Sunday, November 16

Multi-vitamins make my pee look like the Hulk.

What's good? What ISN'T good, I say!

Last weekend went off without a hitch, except when I watched Blood Diamond while Dan slept and I proceeded to bawl my eyes out for 2 hours. Tough times in Sierra Leone, it's a hard pill to swallow. We ate at an AWESOME restaurant and I sort of fell in love with red wine.

Weekends are turning into fun times again. Next weekend I am anticipating a day trip to NYC and a Sunday trip to a psychic fair. I really miss Jen and need to see her, even if it's just for a quick drink in the middle of her birthday riot extravaganza.

The comfortable cozy little nook is still as good as ever. I think my advised plan of letting things work themselves out is paying off. That and the fact that homeslice is more interesting than anyone I've met in years. Conversation is stimulating and doesn't revolve around the same 3 topics of shows, tattoos and who went to which parties and went home with which person.

FUNNY STORY TIME!
Today at work an old man (80-85 years old) came to return a pair of boots with a broken zipper. He wasn't a tiny little decrepit guy either, he was at least 6 ft. tall and had black fingernails from some serious manual labor. As I processed his refund he said to me, "Those are some interesting earrings you've got there." I smiled and said that most people don't notice - he suggested I must watch a lot of Miami Ink. I corrected him by saying that I had tattoos before that show started airing. Then he hits me with, "My nipples are pierced." I smiled and giggled, assuming that at this point he was making fun of me.

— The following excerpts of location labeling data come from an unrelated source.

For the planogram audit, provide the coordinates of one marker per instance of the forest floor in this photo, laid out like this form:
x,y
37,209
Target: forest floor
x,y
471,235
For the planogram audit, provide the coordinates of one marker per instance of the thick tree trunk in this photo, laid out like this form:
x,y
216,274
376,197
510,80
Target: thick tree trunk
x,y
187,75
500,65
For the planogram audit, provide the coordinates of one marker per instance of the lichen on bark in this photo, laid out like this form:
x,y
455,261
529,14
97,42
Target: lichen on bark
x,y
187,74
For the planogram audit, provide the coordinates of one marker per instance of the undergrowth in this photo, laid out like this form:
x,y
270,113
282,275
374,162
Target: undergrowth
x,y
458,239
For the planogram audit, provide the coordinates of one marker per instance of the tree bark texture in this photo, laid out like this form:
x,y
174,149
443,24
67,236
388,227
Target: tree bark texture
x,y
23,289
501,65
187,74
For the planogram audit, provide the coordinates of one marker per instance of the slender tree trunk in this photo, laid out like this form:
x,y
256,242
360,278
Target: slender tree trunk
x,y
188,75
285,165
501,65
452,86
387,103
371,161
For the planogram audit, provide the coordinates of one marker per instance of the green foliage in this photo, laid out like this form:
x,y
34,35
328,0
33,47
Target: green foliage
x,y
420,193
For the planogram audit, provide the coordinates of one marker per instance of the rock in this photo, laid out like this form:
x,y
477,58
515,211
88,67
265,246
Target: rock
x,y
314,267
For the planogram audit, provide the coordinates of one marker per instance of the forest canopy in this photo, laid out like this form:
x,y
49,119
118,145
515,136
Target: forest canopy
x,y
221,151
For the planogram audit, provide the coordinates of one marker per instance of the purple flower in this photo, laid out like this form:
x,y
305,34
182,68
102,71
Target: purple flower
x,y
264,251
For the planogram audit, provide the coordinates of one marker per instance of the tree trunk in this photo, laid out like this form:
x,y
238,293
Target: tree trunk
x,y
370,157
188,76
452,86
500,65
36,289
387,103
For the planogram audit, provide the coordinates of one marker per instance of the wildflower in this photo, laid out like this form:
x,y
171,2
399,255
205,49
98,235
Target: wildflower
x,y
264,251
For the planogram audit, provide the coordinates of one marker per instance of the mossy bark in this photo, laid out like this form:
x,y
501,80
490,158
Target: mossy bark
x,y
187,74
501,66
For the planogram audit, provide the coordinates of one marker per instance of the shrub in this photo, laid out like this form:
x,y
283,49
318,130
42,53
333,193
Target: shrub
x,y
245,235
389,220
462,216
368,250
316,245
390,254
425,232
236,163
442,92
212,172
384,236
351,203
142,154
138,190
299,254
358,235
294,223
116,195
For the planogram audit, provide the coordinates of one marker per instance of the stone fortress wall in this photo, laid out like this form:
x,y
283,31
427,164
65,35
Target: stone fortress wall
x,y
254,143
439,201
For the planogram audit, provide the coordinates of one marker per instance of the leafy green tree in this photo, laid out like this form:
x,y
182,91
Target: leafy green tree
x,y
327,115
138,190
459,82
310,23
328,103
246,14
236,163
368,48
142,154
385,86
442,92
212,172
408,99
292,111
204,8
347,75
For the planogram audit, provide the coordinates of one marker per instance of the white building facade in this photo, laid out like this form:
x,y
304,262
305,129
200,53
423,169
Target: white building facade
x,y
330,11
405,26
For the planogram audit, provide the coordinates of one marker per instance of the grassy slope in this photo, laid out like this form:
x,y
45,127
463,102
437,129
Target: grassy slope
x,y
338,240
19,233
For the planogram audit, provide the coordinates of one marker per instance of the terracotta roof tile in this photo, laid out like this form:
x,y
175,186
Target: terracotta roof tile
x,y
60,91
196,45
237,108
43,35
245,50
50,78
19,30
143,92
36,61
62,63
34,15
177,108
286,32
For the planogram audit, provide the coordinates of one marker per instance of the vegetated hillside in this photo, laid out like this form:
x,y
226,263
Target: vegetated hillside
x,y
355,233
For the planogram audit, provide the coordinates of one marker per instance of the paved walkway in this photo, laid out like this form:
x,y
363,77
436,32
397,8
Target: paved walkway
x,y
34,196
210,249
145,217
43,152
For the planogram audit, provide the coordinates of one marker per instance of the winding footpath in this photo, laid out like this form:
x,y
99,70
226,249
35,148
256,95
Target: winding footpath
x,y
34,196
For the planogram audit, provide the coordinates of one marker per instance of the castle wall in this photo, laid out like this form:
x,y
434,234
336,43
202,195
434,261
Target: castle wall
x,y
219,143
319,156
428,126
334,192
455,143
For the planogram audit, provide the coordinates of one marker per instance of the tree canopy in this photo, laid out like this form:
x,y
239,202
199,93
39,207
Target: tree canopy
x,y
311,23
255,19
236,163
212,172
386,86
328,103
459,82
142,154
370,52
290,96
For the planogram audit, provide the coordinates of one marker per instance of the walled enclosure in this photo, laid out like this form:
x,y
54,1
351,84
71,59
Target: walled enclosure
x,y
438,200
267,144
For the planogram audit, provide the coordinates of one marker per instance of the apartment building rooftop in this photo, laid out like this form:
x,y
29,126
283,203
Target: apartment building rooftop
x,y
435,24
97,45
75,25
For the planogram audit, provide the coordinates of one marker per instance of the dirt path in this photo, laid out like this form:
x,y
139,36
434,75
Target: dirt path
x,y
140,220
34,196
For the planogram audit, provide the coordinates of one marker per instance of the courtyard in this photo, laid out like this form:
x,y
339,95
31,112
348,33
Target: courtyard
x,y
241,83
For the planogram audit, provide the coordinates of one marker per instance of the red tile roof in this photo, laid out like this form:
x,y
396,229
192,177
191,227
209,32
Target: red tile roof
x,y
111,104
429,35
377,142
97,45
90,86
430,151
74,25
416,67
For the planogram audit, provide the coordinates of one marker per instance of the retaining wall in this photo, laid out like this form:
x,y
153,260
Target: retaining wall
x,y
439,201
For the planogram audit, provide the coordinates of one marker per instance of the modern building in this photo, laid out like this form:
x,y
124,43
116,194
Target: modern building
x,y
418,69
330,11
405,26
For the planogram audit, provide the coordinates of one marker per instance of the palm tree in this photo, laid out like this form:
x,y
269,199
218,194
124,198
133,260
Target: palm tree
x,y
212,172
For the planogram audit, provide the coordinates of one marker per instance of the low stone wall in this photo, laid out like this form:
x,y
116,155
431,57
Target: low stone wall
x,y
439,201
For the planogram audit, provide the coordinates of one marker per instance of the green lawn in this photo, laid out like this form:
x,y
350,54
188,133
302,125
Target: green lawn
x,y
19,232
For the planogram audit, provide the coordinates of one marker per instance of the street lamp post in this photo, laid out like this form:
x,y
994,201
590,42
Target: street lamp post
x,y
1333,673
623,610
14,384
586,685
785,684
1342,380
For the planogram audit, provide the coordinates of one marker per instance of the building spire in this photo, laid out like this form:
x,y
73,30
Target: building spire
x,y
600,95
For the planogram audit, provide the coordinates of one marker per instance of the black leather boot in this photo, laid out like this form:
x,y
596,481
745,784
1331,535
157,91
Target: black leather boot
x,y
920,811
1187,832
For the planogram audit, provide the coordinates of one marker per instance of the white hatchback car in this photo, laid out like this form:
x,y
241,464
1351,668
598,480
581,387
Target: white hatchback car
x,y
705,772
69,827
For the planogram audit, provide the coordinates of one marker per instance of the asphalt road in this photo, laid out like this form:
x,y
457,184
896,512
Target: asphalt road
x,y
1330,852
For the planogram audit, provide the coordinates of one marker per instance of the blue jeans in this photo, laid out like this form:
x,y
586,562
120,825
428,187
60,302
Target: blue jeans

But no. He was 100% serious.

How do I know this? Why, because he pulled up his shirt and showed me, of course.

I will probably have nightmares about those old-man droopy nippies for the rest of my life. I think he could tell that I was really uncomfortable and he pulled his shirt down and tucked it back in.

I wonder what his wife thinks of him doing that to people, as I'm SURE that this isn't the first time that he flashed a random stranger.


Boogedy boogedy boogedy.

1 comment:

nicole said...

i kind of think the idea of an old man with pierced nips is cool...then i get to thinking maybe he's a nasty exhibitionist who only got them pierced for just such opportunities to show his titties to hot girls like you - blaaaahhhhhhhrgh that's heinous. but...if that's not the case, then it's back to being totally cool. droop and all.